All clinical trials are challenging. But when the protocol is evaluating the safety and efficacy of rare disease treatment, the challenges are even greater. This applies to all aspects of the trial, especially the logistics around randomization and trial supply management (RTSM).
For example, while it’s true that in all clinical trials, every patient matters, this takes on new meaning in studies of rare diseases. As there are not many people living with the diagnosis, identifying, enrolling, and keeping patients engaged in clinical trials is critical. Trial sponsors can’t risk failed visits, which could lead to a patient dropping out because the drug wasn’t available for a dispensing visit.
And rare disease trials often require many investigative sites to recruit a small number of patients. Combine this with the reality that rare disease drugs are typically very expensive to produce, and it’s easy to understand the importance of reducing excessive drug wastage during development.
So, ensuring the right sites have the right amount of drug at the right time – without over-producing and shipping drugs to all sites – is critical to a rare disease development program’s success.
In this first series installment, Perceptive’s Malcolm Morrissey outlines these and other RTSM factors sponsors should consider and demonstrates how working with a reliable interactive response technology (IRT) provider with subject matter expertise, customizable designs, and dedicated study support can make a big difference in rare disease trials.

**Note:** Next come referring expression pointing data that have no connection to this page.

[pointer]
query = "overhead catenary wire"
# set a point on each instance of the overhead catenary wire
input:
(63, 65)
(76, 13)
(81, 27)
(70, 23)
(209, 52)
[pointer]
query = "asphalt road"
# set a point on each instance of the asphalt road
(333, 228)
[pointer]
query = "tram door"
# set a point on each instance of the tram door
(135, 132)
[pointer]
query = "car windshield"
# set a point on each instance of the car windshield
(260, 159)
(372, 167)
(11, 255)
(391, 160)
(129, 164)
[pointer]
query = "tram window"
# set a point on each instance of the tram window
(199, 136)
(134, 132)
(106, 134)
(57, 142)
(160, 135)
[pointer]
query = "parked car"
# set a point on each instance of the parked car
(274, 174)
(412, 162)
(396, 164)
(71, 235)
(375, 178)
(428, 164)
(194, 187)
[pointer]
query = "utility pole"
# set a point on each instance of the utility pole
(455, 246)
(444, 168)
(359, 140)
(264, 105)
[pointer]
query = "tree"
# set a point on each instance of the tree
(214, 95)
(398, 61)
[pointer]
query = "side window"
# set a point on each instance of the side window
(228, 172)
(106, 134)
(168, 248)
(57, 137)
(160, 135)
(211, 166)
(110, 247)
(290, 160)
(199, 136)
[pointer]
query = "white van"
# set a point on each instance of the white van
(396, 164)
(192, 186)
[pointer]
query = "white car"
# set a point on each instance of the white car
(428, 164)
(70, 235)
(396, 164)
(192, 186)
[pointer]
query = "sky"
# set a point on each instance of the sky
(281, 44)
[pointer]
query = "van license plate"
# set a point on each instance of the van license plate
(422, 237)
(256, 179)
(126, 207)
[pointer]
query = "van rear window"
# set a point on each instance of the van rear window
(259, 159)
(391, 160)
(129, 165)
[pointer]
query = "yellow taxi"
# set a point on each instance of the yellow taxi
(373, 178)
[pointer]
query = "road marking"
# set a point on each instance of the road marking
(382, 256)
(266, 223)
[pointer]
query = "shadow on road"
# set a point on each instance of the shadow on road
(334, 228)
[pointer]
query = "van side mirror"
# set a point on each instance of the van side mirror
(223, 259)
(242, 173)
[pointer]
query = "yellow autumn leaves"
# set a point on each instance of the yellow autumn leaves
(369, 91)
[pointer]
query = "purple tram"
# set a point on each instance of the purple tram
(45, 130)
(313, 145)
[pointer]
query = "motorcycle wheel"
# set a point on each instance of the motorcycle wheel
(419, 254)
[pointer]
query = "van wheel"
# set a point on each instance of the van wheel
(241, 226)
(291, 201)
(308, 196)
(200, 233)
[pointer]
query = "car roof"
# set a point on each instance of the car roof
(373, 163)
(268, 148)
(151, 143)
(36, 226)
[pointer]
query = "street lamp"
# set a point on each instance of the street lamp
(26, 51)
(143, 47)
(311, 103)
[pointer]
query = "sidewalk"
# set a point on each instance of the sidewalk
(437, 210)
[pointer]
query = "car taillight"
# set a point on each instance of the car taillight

What is one of the first RTSM decisions sponsors must make when designing rare disease trials?
There are a lot of questions related to whether rare disease trials should be run the same as trials of other more common indications. Is it necessary to conduct a randomized study with a control group, or will an enrollment-only design suffice? Rare disease trial sponsors typically want to avoid the significant extra cost and recruitment time needed for a randomization study, which includes a control arm. The alternative is to run an enrollment-only study which removes the control and reduces the number of subjects needed but could impact the analysis which for some is a difficult decision to make.